In another study, published in 2019, using a Drosophila model of ALS, it was reported that the alteration of glycolytic metabolites and genes, as well as the upregulation of key genes responsible for driving glucose metabolism, were consistent with increased glucose consumption. In a fly model, increasing dietary glucose improved locomotor function and increased lifespan. It was also reported that “genetic over-expression of human glucose transporters improves locomotor function, mitigates neuromuscular junction defects, and improves lifespan in a variant dependent manner.” Similarly, “motor neuron overexpression of PFK, the rate-limiting enzyme in glycolysis, improves locomotor function, suggesting that upregulation of glycolysis is neuroprotective through a compensatory mechanism in ALS.” The study concluded that increasing glucose availability served to protect motor neurons and improve clinical outcomes in ALS models.

The recommendation to increase glucose in ALS patients has been suggested previously because of its ability to reduce protein misfolding and delay neuronal degeneration in C. elegans models of neurodegeneration.

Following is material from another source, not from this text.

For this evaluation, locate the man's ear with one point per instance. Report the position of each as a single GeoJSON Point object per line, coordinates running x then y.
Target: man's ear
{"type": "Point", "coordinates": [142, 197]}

Evidence for a Ketogenic Diet

Despite evidence for a high-carbohydrate, high-calorie diet in ALS patients, other researchers show beneficial evidence for the use of a Ketogenic diet. An increase in Krebs cycle intermediates such as arginine-alpha-ketoglutarate (AAKG) which is amply supplied in a Ketogenic diet improved neurological score and motor performance in mice models of ALS. In Mutant SOD1 transgenic mouse models of ALS, a ketogenic diet generally had protective effects on ALS; however, did not address the oxidative stress implicated in ALS progression.

In summary, a high-calorie diet is critical for the longevity of ALS patients but the question remains as to whether those calories should be supplied primary by carbs or fatty acids. The jury is still out regarding a winner (and maybe both will prove successful), but the evidence does show a high-carbohydrate diet is well tolerated and beneficial for improving clinical outcomes of ALS and therefore, we should acknowledge that there may be a place for carbs, after all.